Many years ago I started observing that life kind of went to hell around this time of year, near the Autumnal Equinox—that major upheavals happened, as though it were time to till life’s soil and bring up our mucky muck to air it out. Jobs change. Partners change. Challenges abound. We are forced to notice them, acknowledge them, and then deal with the issues, like it or not. It’s a tough time of year, it seems, for many people because old patterns of being and behaving stop serving us the way they did before.
Change and upheaval are the order of the season, it has always seemed to me. Facing our dragons, peering into the dark and letting our heart’s light shine forth is what gets us through it. So the Waldorf/Steiner story of Saint Michael and Saint George and the dragon fits just fine with my own outlook. Sometimes, all we really need to help us understand is a good metaphor to sink our teeth into.

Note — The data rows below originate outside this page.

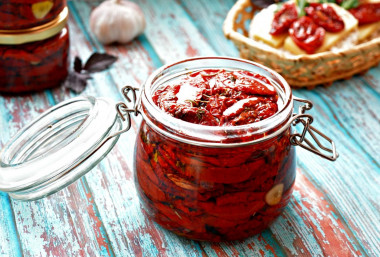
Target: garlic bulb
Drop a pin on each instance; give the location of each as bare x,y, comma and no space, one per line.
117,21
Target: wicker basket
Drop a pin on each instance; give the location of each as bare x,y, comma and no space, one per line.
299,70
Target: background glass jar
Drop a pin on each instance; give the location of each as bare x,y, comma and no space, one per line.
22,14
214,183
30,57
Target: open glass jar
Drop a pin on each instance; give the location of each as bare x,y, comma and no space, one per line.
202,182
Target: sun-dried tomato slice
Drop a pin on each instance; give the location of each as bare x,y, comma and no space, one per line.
325,16
307,35
366,13
284,18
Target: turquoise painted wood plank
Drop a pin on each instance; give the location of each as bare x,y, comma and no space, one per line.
111,212
207,19
9,240
200,22
127,241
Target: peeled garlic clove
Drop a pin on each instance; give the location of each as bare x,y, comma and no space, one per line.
117,21
274,195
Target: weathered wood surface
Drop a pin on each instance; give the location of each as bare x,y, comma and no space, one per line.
334,210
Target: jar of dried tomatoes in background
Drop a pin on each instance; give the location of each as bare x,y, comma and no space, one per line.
34,58
215,182
23,14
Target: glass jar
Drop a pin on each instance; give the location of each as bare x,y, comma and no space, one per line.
202,182
214,183
23,14
30,57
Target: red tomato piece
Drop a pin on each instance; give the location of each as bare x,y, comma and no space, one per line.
307,35
366,13
325,16
284,18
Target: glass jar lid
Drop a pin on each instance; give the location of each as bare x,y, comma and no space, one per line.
42,32
59,147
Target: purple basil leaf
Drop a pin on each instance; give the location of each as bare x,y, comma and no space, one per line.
99,62
263,3
78,64
76,81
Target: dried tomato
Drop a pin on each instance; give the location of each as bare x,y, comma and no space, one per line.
325,16
22,14
219,98
29,67
284,18
366,13
307,35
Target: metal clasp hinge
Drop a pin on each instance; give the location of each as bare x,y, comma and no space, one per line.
124,111
301,140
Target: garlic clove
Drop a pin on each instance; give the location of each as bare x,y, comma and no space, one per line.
117,21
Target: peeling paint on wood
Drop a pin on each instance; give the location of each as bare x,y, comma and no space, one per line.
334,210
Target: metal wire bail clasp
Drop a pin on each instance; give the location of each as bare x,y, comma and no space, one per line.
123,110
301,140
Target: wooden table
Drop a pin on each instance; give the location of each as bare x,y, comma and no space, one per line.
334,210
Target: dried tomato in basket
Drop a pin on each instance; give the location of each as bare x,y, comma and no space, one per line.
284,18
307,35
325,16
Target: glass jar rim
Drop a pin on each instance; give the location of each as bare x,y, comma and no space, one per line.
211,136
38,33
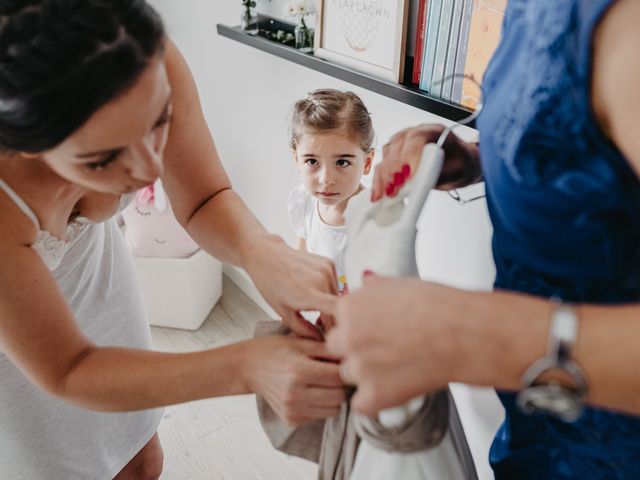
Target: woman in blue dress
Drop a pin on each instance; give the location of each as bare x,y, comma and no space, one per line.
560,154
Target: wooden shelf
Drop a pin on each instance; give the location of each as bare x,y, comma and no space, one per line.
408,94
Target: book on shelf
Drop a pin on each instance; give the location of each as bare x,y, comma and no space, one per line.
461,54
420,32
452,50
442,46
429,49
485,29
460,37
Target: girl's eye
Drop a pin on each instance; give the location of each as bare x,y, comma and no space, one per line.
163,120
102,164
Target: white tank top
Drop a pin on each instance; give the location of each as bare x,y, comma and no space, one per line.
42,437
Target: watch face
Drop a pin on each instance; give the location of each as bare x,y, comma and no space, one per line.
551,399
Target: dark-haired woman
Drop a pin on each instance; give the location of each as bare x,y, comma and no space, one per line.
88,91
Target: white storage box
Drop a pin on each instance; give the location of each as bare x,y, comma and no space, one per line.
180,292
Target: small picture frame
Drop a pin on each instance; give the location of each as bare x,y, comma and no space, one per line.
366,35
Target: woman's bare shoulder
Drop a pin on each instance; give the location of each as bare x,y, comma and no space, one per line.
616,77
17,229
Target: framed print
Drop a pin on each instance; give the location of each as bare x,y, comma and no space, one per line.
367,35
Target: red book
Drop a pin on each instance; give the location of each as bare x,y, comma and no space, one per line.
422,26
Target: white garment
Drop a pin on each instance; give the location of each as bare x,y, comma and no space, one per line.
42,437
321,238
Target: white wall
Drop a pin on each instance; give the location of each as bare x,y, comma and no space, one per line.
246,95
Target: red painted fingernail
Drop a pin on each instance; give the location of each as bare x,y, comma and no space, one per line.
406,171
390,189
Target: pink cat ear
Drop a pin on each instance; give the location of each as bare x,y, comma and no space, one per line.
145,195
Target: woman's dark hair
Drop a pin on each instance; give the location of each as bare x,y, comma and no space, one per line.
329,109
61,60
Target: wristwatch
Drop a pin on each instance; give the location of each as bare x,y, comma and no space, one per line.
552,397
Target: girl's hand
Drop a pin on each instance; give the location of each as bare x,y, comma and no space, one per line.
398,339
297,377
402,154
293,281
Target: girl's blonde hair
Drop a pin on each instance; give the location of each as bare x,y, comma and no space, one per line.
329,109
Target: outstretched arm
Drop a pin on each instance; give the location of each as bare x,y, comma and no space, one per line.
215,216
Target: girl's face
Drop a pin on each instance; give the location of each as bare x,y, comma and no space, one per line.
331,165
119,149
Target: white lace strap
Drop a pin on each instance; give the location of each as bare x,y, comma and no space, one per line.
21,204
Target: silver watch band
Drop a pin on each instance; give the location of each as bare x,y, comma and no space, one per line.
553,398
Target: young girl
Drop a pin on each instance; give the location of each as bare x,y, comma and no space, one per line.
331,142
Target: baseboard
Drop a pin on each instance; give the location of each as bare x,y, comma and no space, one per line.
244,283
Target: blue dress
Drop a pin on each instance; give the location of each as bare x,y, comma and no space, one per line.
565,207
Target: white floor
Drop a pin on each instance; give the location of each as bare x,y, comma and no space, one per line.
221,438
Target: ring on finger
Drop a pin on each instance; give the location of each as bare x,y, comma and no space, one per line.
345,375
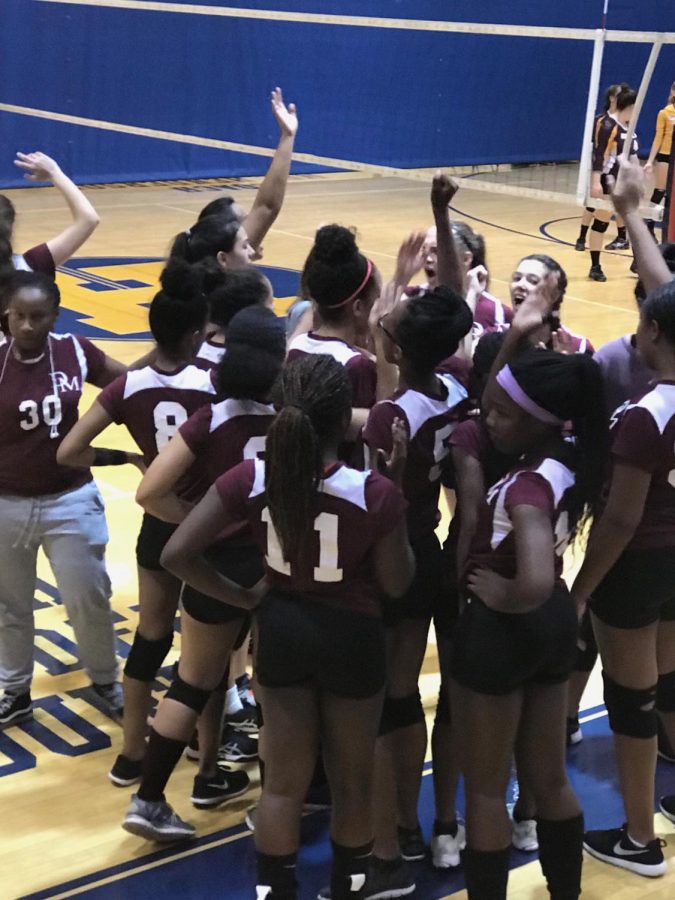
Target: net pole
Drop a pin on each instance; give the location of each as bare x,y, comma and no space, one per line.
642,92
593,91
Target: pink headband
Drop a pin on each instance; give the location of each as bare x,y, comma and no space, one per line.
509,384
369,269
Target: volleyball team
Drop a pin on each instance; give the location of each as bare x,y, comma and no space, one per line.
291,480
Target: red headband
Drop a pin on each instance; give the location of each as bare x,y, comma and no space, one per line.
369,271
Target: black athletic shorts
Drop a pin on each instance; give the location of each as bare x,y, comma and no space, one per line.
638,590
497,653
424,594
305,642
152,539
242,564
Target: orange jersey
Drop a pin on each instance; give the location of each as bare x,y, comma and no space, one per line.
665,122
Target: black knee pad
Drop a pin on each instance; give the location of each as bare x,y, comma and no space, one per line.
665,692
401,712
442,707
631,712
146,657
190,696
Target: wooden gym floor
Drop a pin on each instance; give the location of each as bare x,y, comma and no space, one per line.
60,815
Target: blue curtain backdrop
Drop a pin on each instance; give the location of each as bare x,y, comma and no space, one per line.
390,97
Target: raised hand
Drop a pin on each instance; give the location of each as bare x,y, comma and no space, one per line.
628,189
443,189
37,166
286,116
410,258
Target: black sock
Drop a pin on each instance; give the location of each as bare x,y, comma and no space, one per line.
278,872
161,759
487,873
350,868
560,855
445,827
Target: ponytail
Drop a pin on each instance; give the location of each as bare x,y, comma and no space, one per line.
314,396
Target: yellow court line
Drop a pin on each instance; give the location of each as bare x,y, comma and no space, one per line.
576,34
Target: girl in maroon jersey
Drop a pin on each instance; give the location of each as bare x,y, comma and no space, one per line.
628,578
334,539
212,441
47,256
151,402
44,504
515,641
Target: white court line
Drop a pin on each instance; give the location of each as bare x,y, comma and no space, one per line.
531,31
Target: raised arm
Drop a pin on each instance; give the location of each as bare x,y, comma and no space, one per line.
626,196
40,167
156,491
270,196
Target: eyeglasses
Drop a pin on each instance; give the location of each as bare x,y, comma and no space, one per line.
388,333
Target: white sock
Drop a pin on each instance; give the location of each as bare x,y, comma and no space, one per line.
232,701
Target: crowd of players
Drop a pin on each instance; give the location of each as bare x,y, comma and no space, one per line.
292,474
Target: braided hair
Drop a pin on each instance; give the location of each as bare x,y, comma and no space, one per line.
314,399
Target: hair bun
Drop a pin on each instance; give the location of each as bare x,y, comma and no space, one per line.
335,244
181,280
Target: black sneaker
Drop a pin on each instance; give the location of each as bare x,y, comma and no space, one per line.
237,747
614,846
386,880
15,708
667,806
209,791
665,747
411,840
596,274
618,244
125,771
244,720
574,734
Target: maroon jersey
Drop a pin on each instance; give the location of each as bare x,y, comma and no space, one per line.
429,422
38,407
356,509
209,355
643,435
154,404
221,435
545,484
360,367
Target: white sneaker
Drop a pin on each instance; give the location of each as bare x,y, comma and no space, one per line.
524,835
445,848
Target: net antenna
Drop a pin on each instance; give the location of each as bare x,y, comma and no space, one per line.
583,185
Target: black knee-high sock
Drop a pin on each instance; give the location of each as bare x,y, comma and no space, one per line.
277,873
560,855
160,760
487,873
350,867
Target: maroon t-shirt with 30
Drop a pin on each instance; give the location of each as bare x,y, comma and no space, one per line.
356,509
545,484
429,422
38,407
643,435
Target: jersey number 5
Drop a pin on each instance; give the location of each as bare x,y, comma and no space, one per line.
327,571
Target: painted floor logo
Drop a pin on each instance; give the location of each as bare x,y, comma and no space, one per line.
106,297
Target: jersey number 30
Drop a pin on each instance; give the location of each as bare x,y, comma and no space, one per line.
328,570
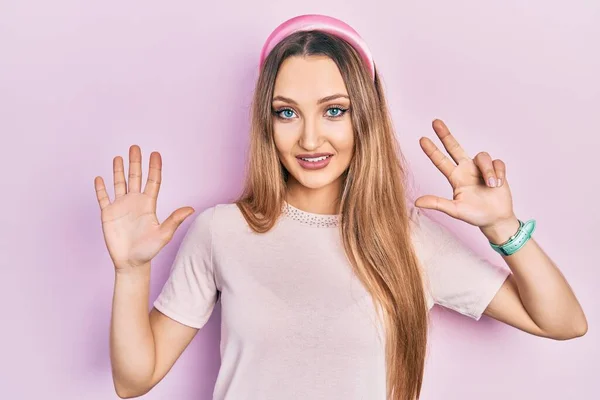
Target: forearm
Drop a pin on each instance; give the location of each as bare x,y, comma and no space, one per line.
131,341
544,291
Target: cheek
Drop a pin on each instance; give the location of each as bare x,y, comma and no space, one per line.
341,136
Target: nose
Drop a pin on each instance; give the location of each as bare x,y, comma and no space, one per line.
310,138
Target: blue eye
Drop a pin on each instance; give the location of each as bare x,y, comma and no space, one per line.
336,112
286,113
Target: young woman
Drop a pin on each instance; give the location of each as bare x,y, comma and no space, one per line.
325,269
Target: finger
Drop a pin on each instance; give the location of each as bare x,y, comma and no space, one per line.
170,225
154,175
449,141
500,169
443,163
484,162
119,177
101,193
437,203
135,169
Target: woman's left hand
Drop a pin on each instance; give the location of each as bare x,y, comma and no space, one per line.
481,194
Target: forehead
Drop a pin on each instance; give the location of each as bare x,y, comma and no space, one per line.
308,78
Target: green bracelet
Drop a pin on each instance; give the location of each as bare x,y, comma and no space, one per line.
516,241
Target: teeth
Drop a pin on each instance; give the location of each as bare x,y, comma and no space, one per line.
315,159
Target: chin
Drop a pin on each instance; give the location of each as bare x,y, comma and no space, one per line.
315,180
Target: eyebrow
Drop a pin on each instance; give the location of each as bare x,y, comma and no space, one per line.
321,101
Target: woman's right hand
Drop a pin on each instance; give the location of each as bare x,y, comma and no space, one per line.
131,230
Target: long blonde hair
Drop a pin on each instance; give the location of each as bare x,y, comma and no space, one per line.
375,219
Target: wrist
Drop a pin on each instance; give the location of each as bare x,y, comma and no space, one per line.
132,273
500,232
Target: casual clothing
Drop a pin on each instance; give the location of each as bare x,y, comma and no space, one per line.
296,322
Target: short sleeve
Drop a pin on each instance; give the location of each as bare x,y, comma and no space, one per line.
190,293
457,277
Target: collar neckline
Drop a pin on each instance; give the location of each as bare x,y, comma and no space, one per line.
312,219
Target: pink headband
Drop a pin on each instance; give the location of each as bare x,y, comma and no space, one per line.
322,23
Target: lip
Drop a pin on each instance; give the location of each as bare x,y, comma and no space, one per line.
313,155
314,165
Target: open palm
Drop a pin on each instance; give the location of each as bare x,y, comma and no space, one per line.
131,229
481,194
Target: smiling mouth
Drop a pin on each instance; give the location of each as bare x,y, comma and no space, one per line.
315,159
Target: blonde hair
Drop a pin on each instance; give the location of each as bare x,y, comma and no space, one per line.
375,218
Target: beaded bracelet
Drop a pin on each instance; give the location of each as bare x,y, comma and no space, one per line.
516,241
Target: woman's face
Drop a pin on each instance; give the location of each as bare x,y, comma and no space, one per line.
311,122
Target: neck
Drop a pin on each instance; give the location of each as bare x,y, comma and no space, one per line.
323,200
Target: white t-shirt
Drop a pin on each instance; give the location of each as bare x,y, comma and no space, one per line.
296,322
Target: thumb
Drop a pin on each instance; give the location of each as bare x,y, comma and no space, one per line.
437,203
170,225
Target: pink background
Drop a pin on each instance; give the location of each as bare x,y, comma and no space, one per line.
81,81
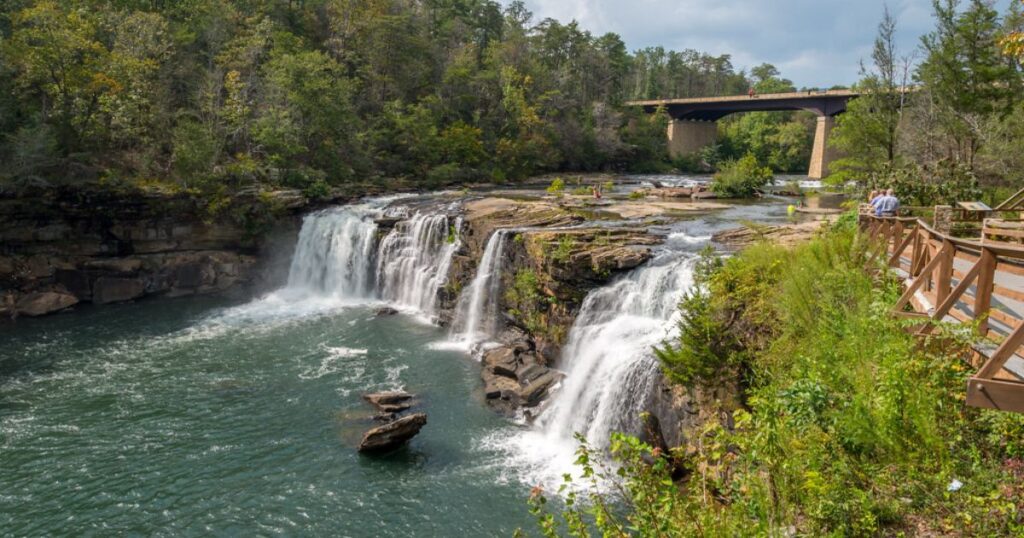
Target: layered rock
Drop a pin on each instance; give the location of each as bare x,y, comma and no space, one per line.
392,435
102,246
515,376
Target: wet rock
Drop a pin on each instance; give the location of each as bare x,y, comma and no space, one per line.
672,192
501,361
392,435
537,389
41,303
121,265
496,385
113,289
530,372
389,399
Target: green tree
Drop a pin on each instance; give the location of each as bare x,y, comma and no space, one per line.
867,133
965,76
62,69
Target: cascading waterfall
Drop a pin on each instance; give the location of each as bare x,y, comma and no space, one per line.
335,252
414,260
609,367
476,315
338,256
607,360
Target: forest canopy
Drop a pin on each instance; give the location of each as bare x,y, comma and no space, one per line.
215,94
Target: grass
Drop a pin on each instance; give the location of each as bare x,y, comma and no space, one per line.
849,425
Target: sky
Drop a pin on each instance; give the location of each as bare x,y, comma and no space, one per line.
814,43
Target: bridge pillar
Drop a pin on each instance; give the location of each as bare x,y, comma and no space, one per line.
822,155
688,136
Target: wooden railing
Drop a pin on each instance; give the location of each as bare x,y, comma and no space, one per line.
957,280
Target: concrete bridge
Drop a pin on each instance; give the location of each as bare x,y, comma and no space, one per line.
693,120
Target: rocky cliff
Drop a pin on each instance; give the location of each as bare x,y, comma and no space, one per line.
552,261
66,246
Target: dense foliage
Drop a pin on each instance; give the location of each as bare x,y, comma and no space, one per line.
958,110
740,178
850,426
217,94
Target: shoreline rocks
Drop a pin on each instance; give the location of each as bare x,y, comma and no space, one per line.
515,377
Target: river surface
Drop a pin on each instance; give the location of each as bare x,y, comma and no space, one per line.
206,416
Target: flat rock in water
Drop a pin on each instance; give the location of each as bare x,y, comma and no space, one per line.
393,433
389,400
386,311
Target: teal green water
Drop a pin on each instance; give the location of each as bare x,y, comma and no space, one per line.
187,417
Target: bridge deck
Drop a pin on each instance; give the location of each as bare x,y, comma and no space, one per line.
809,94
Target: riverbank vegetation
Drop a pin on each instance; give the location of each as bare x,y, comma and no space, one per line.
948,114
849,427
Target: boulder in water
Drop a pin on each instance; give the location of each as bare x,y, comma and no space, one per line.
386,311
536,390
389,400
501,361
393,433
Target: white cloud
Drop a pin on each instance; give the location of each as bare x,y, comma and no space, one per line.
816,43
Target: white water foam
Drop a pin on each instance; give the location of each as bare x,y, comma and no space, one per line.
609,368
476,314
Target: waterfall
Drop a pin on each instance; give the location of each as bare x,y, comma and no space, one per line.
609,368
338,256
608,361
414,260
335,252
476,314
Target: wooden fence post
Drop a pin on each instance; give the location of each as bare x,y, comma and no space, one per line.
983,293
943,279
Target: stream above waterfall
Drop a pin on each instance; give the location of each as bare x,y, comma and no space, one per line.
202,415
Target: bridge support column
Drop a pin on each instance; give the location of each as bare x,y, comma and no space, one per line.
822,155
688,136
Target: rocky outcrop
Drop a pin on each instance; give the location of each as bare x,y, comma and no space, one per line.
104,246
782,234
682,412
392,435
41,303
514,377
390,403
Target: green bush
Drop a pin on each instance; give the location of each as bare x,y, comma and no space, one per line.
851,426
557,187
740,178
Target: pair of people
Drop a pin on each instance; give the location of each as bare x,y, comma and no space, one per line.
884,203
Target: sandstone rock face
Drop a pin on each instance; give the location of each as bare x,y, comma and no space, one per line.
515,377
41,303
113,289
392,435
105,247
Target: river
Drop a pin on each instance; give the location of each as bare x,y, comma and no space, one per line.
200,416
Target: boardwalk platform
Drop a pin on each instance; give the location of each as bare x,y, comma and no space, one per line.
958,281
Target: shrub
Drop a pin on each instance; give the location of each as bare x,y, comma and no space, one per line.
740,178
557,187
851,426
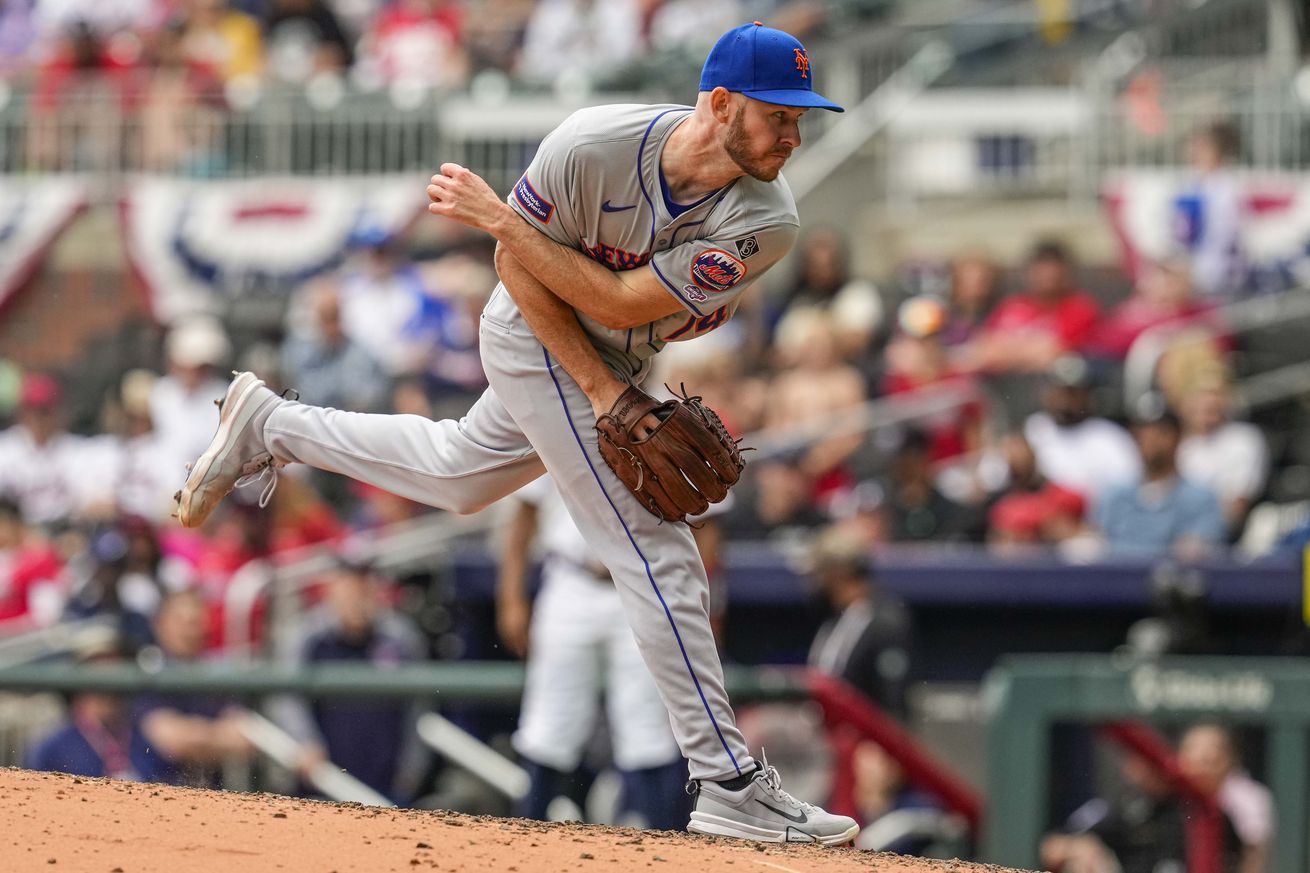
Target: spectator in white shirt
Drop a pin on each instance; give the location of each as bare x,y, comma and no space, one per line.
129,475
580,36
1074,448
1229,456
41,464
182,401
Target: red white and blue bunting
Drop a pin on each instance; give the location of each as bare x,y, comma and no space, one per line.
1154,213
195,243
33,213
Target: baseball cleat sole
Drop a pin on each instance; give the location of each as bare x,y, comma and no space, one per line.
721,826
235,413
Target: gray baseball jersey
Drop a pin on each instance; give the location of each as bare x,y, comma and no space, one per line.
596,186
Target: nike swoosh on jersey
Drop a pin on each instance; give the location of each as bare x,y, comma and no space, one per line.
798,819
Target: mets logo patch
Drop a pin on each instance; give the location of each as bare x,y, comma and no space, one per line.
537,206
717,270
747,247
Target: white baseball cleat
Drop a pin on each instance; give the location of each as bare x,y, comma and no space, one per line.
765,813
236,455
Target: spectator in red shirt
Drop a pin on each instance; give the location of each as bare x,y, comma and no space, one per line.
418,42
916,361
1030,330
1163,295
1031,510
30,574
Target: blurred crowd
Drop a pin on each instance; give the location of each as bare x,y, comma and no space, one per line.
984,405
415,43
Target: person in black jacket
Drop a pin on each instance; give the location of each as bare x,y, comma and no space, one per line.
867,640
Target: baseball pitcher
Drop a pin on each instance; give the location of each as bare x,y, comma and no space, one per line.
634,226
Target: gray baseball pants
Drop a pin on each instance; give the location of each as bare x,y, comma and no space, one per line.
535,417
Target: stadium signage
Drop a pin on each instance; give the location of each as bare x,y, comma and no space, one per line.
1186,690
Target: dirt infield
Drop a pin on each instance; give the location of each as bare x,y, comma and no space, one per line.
54,823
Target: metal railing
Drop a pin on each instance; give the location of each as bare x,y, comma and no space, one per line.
421,540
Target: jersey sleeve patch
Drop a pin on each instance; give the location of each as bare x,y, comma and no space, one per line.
715,270
537,206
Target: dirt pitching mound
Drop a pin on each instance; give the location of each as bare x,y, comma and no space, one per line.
55,823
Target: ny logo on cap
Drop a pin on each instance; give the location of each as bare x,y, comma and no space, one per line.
802,62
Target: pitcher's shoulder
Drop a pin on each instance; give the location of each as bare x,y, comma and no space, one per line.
612,122
753,202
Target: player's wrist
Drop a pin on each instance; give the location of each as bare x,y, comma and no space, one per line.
502,222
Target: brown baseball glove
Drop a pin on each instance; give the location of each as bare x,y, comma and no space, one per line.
688,460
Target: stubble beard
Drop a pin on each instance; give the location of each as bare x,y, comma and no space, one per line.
736,144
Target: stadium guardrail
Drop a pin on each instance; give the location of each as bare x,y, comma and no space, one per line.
1029,694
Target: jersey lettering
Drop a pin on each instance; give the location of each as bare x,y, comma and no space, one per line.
540,207
616,258
717,270
701,324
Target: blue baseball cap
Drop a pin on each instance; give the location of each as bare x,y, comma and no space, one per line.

In honor of Lucas’s special roll in facing down the dragon this year, we are making a big deal. Second graders (7- and 8-year-olds) are emotionally coming to terms with the fact that dragons do exist in our world, within humanity, and even within themselves. Things are not always good and well-intentioned and true. We must choose right or wrong. We must notice the dragons around us and within us and we must face them down. We must take up our swords and slay the dragons or tame them so that we make make this world a better place.
My musings about dragons led me on a dragon hunt here at home. This is what I found to inspire me.
Saint George and the Dragon, by Margaret Hodges.
This is a used, paperback book I bought when Lucas was 4-years-old. I waited a long time for him to be ready for it. I gave it to him this weekend, knowing that he is being told the story at school and that he is ready for it now.
Here is a detail from the battle. Trina Schart Hyman’s illustrations are very vibrant and evocative.
Illustration from Eric Carl's book, Dragons Dragons & Other Creatures That Never Were.
Dragon illustration in the Oxford Treasury of Classic Poems. It graces the page with Brian Patten's poem, "A Small Dragon." Facing it is Lewis Carroll's "Jabberwocky."
Then I hit the armor and art books to find these beautiful paintings to share.
Rover Van der Weyden, Saint George and the Dragon, c 1432 (Flemish), found in a book called Arms & Armor of the Medieval Knight, by David Edge & John Miles Paddock.
Raphael's St. George and the Dragon, c 1506, oil on panel, National Gallery of Art, Washington. This was in our book, The Great Masters, by Giorgio Vasari.
Hope you enjoyed our dragon hunt as much as I did. May you meet your own dragons head-on this season, with bravery and compassion.